Page:Verne - Le Docteur Ox.djvu/69

La bibliothèque libre.
Cette page a été validée par deux contributeurs.

— Nous sommes venus, répondit Niklausse, respirer cet air pur que n’ont pas vicié les faiblesses humaines.

— Eh bien, redescendons-nous, ami Niklausse ?

— Redescendons, ami van Tricasse. »

Les deux notables donnèrent un dernier coup d’œil au splendide panorama qui se déroulait sous leurs yeux ; puis le bourgmestre passa le premier et commença à descendre d’un pas lent et mesuré. Le conseiller le suivait, à quelques marches derrière lui. Les deux notables arrivèrent au palier sur lequel ils s’étaient arrêtés en montant. Déjà leurs joues commençaient à s’empourprer. Ils s’arrêtèrent un instant et reprirent leur descente interrompue.

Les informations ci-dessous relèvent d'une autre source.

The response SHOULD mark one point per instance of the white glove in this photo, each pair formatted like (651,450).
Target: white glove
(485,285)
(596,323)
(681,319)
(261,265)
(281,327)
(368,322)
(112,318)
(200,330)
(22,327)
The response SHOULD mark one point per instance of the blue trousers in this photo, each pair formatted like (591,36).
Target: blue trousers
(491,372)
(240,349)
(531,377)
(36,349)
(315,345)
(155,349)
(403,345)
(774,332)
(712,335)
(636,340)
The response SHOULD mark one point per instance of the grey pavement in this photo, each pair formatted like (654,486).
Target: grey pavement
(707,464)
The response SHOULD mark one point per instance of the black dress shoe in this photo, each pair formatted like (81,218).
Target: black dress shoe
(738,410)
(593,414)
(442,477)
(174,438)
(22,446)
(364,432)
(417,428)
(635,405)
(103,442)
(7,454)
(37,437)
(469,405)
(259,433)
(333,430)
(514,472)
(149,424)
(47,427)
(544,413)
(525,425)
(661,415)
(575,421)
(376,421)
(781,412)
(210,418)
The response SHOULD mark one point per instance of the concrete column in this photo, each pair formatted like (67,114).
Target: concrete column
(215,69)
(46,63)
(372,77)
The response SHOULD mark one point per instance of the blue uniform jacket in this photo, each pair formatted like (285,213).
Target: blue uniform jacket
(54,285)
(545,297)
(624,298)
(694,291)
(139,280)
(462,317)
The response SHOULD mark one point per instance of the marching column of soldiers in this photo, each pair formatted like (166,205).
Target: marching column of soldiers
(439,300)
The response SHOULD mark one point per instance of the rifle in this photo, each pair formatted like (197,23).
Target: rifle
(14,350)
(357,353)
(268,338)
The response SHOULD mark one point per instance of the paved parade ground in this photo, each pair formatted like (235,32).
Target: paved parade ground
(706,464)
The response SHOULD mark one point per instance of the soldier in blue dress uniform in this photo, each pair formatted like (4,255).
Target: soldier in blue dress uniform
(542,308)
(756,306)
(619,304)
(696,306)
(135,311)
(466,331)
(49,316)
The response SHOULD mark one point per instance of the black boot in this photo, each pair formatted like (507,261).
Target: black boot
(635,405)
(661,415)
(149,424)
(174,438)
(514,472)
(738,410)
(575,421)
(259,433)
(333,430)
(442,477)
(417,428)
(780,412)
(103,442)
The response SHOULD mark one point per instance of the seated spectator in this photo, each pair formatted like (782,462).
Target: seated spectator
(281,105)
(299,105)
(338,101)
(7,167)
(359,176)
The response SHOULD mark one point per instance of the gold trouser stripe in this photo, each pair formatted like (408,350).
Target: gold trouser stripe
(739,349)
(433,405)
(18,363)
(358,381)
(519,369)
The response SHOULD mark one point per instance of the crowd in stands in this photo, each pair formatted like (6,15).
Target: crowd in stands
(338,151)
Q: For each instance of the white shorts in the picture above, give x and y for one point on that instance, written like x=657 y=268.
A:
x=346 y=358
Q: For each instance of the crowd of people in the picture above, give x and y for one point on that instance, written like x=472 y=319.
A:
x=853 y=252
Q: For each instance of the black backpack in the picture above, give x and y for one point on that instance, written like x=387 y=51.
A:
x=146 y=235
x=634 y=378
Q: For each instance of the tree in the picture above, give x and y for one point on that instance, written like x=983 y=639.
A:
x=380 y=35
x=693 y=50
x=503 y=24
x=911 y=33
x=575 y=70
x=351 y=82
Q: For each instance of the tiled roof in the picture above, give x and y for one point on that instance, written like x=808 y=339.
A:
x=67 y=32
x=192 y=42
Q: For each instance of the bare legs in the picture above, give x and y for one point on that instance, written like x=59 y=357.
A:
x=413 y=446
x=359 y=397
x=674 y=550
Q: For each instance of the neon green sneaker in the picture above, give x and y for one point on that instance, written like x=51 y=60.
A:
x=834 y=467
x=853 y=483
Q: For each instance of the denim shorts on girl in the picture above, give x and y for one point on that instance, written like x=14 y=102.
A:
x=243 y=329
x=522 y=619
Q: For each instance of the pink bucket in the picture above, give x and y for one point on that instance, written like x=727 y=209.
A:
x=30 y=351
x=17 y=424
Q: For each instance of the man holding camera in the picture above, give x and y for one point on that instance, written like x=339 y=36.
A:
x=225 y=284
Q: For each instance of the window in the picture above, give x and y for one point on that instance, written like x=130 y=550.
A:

Au bout d’une minute, van Tricasse pria Niklausse de modérer ses pas, attendu qu’il le sentait sur ses talons et que « cela le gênait ».

Cela même fit plus que de le gêner, car, vingt marches plus bas, il ordonna au conseiller de s’arrêter, afin qu’il pût prendre quelque avance.

Le conseiller répondit qu’il n’avait pas envie de rester une jambe en l’air à attendre le bon plaisir du bourgmestre, et il continua.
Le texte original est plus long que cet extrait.